The Assistant
The Assistant bearbeitet Missbrauch in der Medienbranche in unnachahmlicher Weise. Subtil und dadurch noch deutlicher, macht Regisseurin Kitty Green einen Tag im Büro zu einem abstoßendem Ereignis.
Jane (Julia Garner) ist die erste, die nach langer Anreise im Büro der Filmproduktionsfirma ankommt. Das Geräusch von Druckern, startenden PCs und kochendem Kaffee begleiten die junge Frau auf den Gängen des tristen Arbeitsplatzes. Ihre langsam eintreffenden Kollegen schenken ihr keinerlei Beachtung. Im Verlauf des Tages wird klar, dass Jane trotz ihres guten College Abschlusses nur wenig anspruchsvolle Arbeiten verrichten darf. Nicht nur dass, jeder noch so kleine Fehler kann zu einer Schimpftirade des namen- und gesichtslosen Bosses führen, der stellvertretend für die Harvey Weinsteins der Industrie stehen soll. Als sich plötzlich die unqualifizierte Sienna (Kristine Frøseth) als neue Assistentin vorstellt und kurz darauf in ein Hotelzimmer geführt wird, meldet Jane dies bei Personalleiter Wilcock (Matthew Macfadyen). Sie versucht ihm klar zu machen, dass sie Indizien dafür hat, dass die junge Frau im Hotel zu sexuellen Gefälligkeiten genötigt wird. Doch genau wie die Industrie es über Jahre hinweg getan hat, wird die Aussage nicht ernst genommen und unter den Teppich gekehrt.

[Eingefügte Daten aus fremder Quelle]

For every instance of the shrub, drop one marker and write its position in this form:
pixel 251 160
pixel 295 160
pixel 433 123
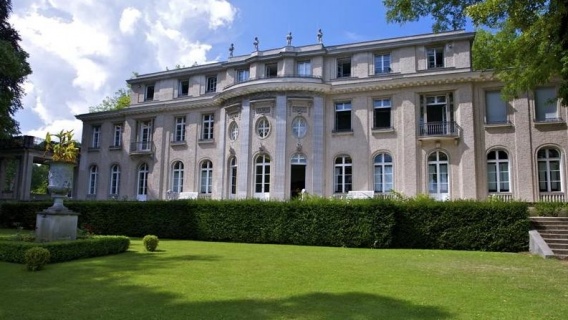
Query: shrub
pixel 150 242
pixel 36 258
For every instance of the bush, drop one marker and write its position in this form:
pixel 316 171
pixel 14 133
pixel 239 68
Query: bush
pixel 150 242
pixel 36 258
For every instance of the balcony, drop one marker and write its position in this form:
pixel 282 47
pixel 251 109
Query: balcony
pixel 141 148
pixel 445 130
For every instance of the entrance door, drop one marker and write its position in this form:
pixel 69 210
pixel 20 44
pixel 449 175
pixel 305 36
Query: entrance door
pixel 297 175
pixel 438 176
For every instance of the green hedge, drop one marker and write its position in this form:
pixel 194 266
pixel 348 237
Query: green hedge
pixel 407 223
pixel 14 251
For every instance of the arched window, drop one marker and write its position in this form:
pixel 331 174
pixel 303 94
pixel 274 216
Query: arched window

Ehrlicherweise kann man sagen, dass die Inhaltangabe mehr oder weniger den Plot von The Assistant spoilert – aber Spoiler-Alarm: der Plot des Films wird seit Oktober 2017 regelmäßig in den Medien besprochen. Männer die Ihre Macht ausnutzen. Ein Umfeld, dass aus Selbstschutz oder Ignoranz, den kriminellen Machenschaften keinen Einhalt gebieten kann. Kitty Greens Werk hält wenig Überraschungen bereit, verzichtet auf schockierende Bilder und schlägt seine Zuseher trotzdem mit voller Wucht ins Gesicht.
Denn die Inszenierung der Ereignisse dieses Arbeitstags sind der ausschlaggebende Punkt und die Stärke des Films. Zu keinem Zeitpunkt kann sich Jane, und somit auch der Zuseher, wohl fühlen. Sie ist in dieser männerdominierten Welt eine Randfigur, selbst ihre weiblichen Kolleginnen blicken auf sie herab. Nicht mal der Titel schafft es in die Mitte der Leinwand, sondern verweilt in der unter Hälfte des rechten Bildrands. Die völlige Abwesenheit jeglicher Musik schaffen eine klaustrophobische Stimmung, die das Werk wie eine Dokumentation wirken lässt. Man ist entsetzt, dass es in der Realität zu solchen Zuständen kommen kann. Gleichzeitig versteht man auch wieso die Figuren so handeln wie sie es tun.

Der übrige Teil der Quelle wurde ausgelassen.